Manrico (Riccardo Scamarcio) e Accio (Elio Germano) sono fratelli, ma non potrebbero essere pù diversi. Manrico è carismatico e inaffidabile, benvoluto dalla sua famiglia e ammirato da tutti; lavora in fabbrica, protesta per i diritti della classe operaia ed è molto attivo nel Partito comunista.

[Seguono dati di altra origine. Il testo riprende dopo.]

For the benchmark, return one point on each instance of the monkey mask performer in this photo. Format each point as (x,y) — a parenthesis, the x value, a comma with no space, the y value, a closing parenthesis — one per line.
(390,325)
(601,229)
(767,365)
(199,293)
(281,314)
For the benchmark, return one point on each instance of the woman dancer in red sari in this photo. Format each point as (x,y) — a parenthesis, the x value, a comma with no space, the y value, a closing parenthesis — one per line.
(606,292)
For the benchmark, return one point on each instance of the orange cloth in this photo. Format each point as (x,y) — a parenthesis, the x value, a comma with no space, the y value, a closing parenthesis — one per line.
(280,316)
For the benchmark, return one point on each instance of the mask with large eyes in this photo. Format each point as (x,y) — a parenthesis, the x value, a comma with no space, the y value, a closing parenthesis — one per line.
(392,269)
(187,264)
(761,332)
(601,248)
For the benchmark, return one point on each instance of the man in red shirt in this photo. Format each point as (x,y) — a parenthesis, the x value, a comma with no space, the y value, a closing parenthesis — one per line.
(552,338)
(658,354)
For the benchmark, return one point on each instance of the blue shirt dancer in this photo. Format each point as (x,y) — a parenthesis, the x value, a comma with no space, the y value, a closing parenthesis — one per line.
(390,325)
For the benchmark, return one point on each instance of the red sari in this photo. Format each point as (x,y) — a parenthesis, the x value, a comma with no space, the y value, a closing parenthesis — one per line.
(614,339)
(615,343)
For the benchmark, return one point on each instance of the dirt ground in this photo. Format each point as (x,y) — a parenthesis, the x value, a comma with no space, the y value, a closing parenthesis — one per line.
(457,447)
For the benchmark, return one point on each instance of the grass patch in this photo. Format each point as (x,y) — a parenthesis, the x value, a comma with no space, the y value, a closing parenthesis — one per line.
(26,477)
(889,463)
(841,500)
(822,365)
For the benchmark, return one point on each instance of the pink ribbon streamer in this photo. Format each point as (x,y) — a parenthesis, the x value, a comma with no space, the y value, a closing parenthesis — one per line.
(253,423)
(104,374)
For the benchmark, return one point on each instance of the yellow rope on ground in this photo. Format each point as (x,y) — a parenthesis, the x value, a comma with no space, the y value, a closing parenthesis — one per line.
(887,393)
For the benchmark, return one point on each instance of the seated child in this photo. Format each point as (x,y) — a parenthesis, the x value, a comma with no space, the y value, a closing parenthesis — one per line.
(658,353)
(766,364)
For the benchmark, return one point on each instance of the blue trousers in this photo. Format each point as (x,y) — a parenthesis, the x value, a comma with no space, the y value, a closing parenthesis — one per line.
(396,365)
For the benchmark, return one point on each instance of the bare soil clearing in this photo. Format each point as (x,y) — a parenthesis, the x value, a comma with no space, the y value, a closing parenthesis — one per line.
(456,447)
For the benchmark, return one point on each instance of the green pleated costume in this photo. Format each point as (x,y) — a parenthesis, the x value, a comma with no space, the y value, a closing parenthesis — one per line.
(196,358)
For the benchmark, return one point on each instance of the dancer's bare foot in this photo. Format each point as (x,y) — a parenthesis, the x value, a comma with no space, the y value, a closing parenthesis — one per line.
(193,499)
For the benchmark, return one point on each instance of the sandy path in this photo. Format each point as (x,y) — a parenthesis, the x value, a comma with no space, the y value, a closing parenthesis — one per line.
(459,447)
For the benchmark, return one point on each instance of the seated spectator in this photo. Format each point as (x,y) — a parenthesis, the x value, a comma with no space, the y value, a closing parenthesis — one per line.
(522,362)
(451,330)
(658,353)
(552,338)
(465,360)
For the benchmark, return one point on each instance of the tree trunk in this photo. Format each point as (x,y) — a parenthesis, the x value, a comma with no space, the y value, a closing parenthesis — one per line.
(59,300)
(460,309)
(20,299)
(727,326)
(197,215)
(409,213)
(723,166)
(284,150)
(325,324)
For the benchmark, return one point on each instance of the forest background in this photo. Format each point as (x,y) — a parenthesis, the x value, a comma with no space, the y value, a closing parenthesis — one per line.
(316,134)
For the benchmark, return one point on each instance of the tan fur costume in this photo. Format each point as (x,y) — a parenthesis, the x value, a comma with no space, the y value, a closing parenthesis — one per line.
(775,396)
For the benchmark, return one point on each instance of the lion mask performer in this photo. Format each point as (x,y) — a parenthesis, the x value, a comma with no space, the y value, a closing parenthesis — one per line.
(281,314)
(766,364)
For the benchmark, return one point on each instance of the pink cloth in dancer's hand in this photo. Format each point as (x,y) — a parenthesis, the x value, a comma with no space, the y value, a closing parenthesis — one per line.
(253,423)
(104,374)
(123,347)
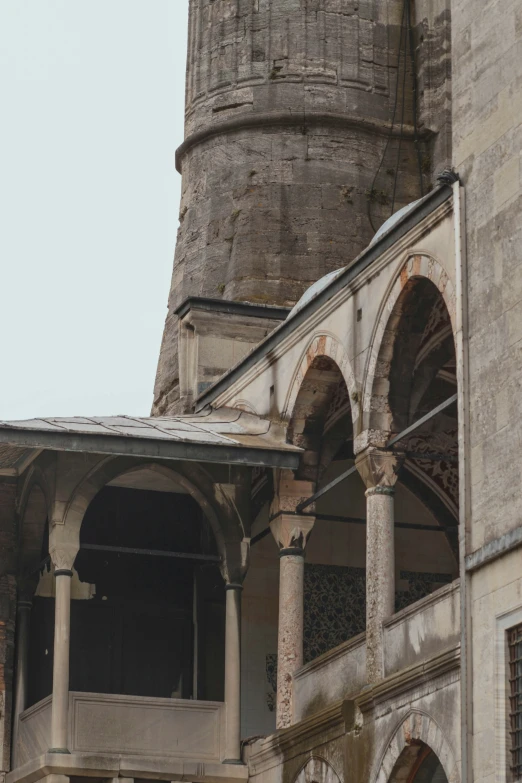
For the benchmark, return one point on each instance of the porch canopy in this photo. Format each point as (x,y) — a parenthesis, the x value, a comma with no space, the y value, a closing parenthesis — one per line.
(225,435)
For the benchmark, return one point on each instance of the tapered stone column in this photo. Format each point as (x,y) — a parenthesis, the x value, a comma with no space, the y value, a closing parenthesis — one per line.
(379,470)
(62,637)
(63,553)
(291,532)
(233,673)
(233,569)
(23,627)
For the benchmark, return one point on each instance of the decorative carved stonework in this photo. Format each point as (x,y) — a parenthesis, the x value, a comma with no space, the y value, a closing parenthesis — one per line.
(292,530)
(378,468)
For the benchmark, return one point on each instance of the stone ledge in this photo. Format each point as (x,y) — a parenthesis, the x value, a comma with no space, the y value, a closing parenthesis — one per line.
(331,655)
(423,603)
(408,679)
(321,727)
(107,766)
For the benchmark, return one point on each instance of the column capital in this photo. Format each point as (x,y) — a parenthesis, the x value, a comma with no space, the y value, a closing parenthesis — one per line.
(379,469)
(289,493)
(235,563)
(291,532)
(64,544)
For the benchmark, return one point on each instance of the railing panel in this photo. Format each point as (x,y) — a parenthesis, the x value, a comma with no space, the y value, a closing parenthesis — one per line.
(128,725)
(136,725)
(330,677)
(34,734)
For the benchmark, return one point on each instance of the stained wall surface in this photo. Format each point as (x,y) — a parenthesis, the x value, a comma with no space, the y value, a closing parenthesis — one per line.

Accio, il fratello minore, è tanto serio quanto irrequieto e ribelle; entrato in seminario a dodici anni, studia con passione le lingue e le culture classiche, ma la sua personalità problematica e la sua ansia di emergere lo portano ad abbandonare il cattolicesimo che, quasi per dispetto nei confronti del fratello maggiore, sostituisce con gli ideali fascisti, così perfettamente conformi al suo carattere bellicoso e alle sue aspirazioni.
Sullo sfondo dell’Italia in subbuglio degli anni ’60 e ’70, tra Latina e l’Italia settentrionale, i due fratelli si allontanano e si riavvicinano costantemente, facce opposte della stessa medaglia, in una “danza” che talvolta si impernia sui loro ideali, talvolta sulla famiglia che condividono; talvolta, invece, trova al suo centro Francesca, la ragazza di Manrico, per cui Accio sembra provare affetto ma anche frustrazione per la tenace fedeltà di lei a Manrico e la sua incapacità di accettarne il carattere imprevedibile. Mentre Manrico rimane devoto al comunismo per tutta la vita, Accio, che abbandona il fascismo dopo averne visto il lato più violento e si avvicina tiepidamente al comunismo, senza però perseguirlo fino in fondo, è lo specchio di un’Italia confusa e inquieta, contemporaneamente smaniosa di agire e insicura su come farlo.
«Il Sessantotto mi sembra di averlo passato in cucina a mangiare i quadrucci in brodo di mia madre.», dice Accio, che, per sua stessa ammissione, «si prende troppo sul serio» per potersi riconoscere in una singola ideologia. È un’affermazione particolarmente efficace anche per descrivere il tono del film che, pur trattando un periodo storico intrinsecamente vissuto all’ombra della politica, sembra spesso relegarla sullo sfondo, concentrandosi invece sui personaggi e sulle loro dinamiche; al punto che le ideologie in gioco, pur essenziali nello svolgimento della narrazione, non sono altro che note a margine, nel rapporto ricco di sfumature tra i due fratelli, così diversi, eppure ciascuno dotato di un’ineguagliabile conoscenza dell’altro.